そもそも、因果というのは、不確定性の存在しない、必然的な関係のこと。不確定性というのは、「予測」とは他の在りようでありうること。彼らは、「一定の範囲内に収束すると予測できる」とか言って、「予測」の範囲をかってに狭めておいて、ほらみてください不確定性がないでしょ、ってホラ吹いてるだけなのでは。例えば、波動が収束して、素粒子の位置が右の位置ではなくて、左の位置に確定したときに、左の位置に確定したこと、に対する原因は存在しない。すべてのことに原因があるといいながら、ここには原因が存在してない。もちろん、確定する以前は素粒子が波動状態で存在していたとか、観測をもって波動が収束したとか、背景的な原因はあるけど、それだけでは、その素粒子が左の位置に確定したこと、を説明できない。左の位置に確定したこと、の原因ではない。だからどうしても因果律が破れてくるところがあると思うんだけど、百科事典を読んでみたら、いやいや因果律が存在しないのではなくて、それは確率的因果律なんだー、って言ってて、嘘こけって思う。
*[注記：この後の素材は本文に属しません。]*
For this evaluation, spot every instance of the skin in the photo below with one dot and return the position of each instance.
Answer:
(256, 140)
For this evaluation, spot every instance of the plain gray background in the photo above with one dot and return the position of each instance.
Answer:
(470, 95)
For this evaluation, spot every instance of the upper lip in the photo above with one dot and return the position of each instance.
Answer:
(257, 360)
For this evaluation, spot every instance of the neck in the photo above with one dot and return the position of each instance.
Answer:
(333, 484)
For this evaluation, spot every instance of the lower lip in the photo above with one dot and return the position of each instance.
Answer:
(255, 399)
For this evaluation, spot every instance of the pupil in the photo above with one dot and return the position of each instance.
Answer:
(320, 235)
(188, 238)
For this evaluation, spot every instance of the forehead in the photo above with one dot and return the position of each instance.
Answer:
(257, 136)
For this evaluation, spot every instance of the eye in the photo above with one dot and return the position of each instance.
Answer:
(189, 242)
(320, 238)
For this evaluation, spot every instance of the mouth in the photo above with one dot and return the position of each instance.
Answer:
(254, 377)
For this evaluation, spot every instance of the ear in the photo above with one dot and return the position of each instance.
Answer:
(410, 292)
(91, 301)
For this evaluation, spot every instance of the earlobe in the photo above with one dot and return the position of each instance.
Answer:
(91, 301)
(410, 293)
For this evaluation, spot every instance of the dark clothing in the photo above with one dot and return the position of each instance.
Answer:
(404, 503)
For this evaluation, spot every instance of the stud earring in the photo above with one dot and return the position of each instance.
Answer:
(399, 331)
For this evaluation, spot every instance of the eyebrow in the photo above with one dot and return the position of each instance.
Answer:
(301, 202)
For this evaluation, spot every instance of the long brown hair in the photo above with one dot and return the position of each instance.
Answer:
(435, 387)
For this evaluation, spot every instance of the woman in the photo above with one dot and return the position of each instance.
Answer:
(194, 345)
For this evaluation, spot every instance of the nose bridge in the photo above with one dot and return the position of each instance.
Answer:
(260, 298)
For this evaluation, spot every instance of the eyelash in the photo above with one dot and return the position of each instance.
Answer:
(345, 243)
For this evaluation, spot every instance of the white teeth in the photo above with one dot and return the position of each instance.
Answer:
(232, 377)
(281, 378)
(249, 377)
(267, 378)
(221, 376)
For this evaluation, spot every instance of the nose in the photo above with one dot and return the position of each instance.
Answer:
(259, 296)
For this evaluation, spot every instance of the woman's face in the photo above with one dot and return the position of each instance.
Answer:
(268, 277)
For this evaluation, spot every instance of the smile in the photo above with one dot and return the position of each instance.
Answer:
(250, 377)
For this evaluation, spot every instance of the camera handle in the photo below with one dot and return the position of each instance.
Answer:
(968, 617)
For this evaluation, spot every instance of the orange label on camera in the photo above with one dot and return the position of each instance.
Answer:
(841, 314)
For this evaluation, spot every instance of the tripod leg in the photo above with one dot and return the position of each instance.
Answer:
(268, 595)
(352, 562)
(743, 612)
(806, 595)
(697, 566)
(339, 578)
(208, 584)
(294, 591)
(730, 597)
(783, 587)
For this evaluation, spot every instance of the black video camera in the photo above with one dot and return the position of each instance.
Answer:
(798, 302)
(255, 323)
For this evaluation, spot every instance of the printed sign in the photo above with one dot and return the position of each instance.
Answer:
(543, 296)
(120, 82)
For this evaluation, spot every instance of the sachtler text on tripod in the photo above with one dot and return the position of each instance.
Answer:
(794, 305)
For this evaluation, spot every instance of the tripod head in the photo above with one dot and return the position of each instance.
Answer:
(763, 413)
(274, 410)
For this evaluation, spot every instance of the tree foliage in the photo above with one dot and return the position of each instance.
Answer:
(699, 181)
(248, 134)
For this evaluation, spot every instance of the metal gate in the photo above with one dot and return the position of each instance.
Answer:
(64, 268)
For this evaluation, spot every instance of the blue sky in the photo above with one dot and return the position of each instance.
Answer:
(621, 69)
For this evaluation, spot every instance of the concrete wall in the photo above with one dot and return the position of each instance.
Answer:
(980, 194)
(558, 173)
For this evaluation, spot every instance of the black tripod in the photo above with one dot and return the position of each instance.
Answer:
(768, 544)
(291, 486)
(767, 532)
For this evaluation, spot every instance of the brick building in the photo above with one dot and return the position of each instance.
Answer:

宇宙規模で考えたらわかりやすい。ニュートン力学決定論的な因果律では、ラプラスの悪魔みたいに、ある瞬間の全宇宙の状態を観測できたら、次の瞬間の全宇宙の状態を予測できる。一方、確率的な因果律は予測できない。それも、精密に予測できないとかいうレベルではなくて、全く予測できない。というのも、ある瞬間の宇宙と次の瞬間の宇宙、みたいな巨視的なレベルの予測になってくると、ちょっとしたミクロレベルの確率論的な因果律の積み重ねが、結果として予測もつかない、とんでもない落差となって跳ね返ってくるから、決定論的な因果律世界線と比べると、とんでもない世界になってるので、原因と結果のあいだの不確定性がでかすぎて、とてもじゃないけど因果が成立してるとは言えないと思う。確率的な因果律は、因果律ではないと言いたい。
もっといえば、ヒュームのいうように、因果というものが空間的隣接性、時間的連続性をもっているのだとしたら、波動関数が収束するときに、全宇宙に広がっている量子の波動状態が、次の瞬間には一定の範囲に収束するんだから、これは空間的隣接性の否定そのもの。時間的連続性についても、ミンコフスキー空間におけるローレンツ変換で、時間が空間に転生することを思えば、時間の実在すら否定の対象。時間的、空間的隣接性が否定されている以上、因果律が瓦解していると思うんだけど。